There are new imaging modalities emerging which provide not just a single image of the patient or the object, but two or more of them in exactly the same geometry.
One example for such a “multi-contrast” imaging modality is spectral computed tomography (CT), where x-ray attenuation due to the photoelectric effect, Compton scattering, and possibly due contrast agents are imaged, thus providing two or three different imaging with different contrasts for different physical effects. Another example is differential phase contrast imaging (DPCI), where the real and imaginary part of the complex refractive index as well as a small angle scattering signal is measured.
Edge detection is an often used task in image segmentation and image visualization. For instance one popular method for segmentation is the so-called region growing algorithm where a region is grown iteratively starting from a seed point until an edge is detected in the image. Another often used method is based on shape model. These models are adapted to the image where a cost function drives the surface of the model to locations with gradients in the image.

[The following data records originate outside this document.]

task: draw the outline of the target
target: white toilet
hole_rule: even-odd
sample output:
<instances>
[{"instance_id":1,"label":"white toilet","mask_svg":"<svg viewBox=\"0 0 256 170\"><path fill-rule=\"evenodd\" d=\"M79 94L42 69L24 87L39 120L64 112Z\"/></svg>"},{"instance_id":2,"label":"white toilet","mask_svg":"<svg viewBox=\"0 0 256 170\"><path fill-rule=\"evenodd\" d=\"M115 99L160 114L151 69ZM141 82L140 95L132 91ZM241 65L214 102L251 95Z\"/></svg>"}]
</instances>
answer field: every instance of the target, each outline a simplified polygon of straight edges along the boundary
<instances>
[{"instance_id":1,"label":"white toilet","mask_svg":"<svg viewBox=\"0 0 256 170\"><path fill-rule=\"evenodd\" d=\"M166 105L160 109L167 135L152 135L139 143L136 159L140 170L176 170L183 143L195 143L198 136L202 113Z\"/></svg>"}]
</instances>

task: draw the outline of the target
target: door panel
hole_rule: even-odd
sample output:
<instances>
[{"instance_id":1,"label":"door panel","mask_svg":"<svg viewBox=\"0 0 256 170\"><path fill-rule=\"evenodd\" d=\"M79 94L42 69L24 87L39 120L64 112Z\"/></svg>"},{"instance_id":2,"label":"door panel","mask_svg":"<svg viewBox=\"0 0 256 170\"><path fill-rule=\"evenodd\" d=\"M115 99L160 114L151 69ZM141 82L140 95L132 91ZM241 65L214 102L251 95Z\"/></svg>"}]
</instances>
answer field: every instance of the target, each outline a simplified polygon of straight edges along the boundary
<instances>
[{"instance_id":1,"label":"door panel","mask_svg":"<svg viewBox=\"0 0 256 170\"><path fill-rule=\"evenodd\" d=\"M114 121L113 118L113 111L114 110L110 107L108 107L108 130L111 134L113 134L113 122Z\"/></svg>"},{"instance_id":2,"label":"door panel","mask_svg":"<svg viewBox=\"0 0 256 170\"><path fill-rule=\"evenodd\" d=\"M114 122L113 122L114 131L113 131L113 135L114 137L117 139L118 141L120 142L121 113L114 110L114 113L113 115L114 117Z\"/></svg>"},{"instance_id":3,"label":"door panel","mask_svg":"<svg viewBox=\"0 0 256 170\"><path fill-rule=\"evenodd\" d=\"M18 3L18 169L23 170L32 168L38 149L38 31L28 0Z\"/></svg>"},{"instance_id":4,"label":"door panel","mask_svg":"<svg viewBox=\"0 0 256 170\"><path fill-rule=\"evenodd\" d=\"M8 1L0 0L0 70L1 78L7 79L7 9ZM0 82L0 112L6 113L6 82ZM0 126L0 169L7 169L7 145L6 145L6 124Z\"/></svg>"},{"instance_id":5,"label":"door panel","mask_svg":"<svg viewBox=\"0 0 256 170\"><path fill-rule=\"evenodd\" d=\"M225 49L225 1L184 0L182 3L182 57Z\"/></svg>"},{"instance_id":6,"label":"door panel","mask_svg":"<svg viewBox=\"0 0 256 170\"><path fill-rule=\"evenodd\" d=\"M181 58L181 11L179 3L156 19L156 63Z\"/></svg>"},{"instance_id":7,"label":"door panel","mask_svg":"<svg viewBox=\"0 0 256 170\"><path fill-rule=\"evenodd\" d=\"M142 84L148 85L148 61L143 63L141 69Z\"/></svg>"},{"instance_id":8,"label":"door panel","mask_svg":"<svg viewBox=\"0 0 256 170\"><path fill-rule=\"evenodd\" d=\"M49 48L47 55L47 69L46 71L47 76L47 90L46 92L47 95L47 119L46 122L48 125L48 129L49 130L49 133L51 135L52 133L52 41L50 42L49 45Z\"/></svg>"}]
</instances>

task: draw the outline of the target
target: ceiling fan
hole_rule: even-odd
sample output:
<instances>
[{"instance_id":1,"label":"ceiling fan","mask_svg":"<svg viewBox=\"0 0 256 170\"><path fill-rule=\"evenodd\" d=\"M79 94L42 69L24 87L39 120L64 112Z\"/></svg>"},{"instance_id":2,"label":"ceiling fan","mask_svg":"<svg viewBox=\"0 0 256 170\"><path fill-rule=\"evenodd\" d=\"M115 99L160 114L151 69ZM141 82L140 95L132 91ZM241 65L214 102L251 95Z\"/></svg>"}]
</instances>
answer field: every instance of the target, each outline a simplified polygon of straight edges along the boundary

It has been found that it is sometimes difficult to extract structural information from these set of images. For instance, in spectral imaging, there is a step of spectral decomposition, where data are decomposed into contribution from different materials or physical effects, e.g. the photo-electric effect and Compton scattering. Decomposition is an ill-posed problem that leads to a strong noise amplification. Having such highly amplified noise impedes accurate segmentation of structures or organs in the material images. Similar problems have been found in DPCI.